Reading about Mary Mallon, you feel the injustice that was done to her. Yet, if it were my child or relative that died, I certainly would feel differently.
She was stripped of her life, literally, and put on an island in the Hudson River, North Brother Island. Left with very little contact, to the outside world. How could they do that to her? Written up in the press as Germ Lady, Typhoid Mary. Yet a dairyman who also is a carrier of the germ, is allowed to stay at home. He killed over a hundred people. Yes, Mary is credited with about 20 deaths.
Mary is a spunky Irish immigrant, and pulls herself up from being a laundress to an exceptional cook. She wins raves from everyone who tastes her food. It is Mary's downfall. It is her passion, and yet people she has loved die.
Mary Beth Keane has brought Mary Mallon to life, we meet the love of her life Alfred. Mary is content to live as Alfred's mistress, back in the late 1800's. That in itself had to be difficult. She was a woman before her time, living on the edge. Yet the people who loved Mary, really loved Mary, for who she was to them.

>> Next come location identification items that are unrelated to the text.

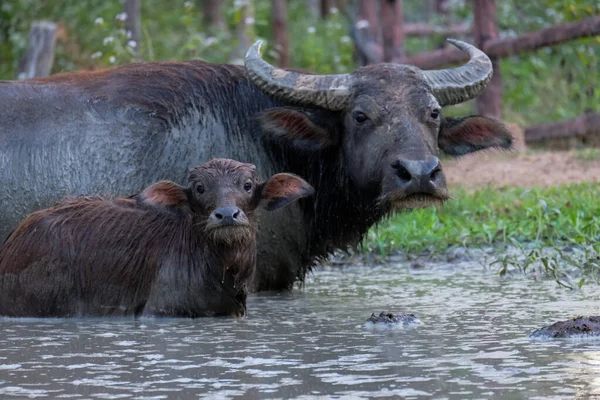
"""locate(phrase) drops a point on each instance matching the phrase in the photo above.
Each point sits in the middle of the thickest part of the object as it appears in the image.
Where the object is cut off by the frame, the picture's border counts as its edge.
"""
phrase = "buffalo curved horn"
(456, 85)
(327, 91)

When Mary, after three years, is finally let to return to her life, she is admonished to never take a job as a cook. Her passion is taken from her! Can she ever completely give cooking up? Her reasoning says that she has cooked for so many, and none of her friends have gotten sick?
You are going to find this to be a very compelling historical read, and not going to put it down, until it is done. You will root for Mary, even though, we find her breaking the law?? What law? Don't miss this excellent story.

I received this book through the Publisher Scribner, and Net Galley, and was not required to give a positive review.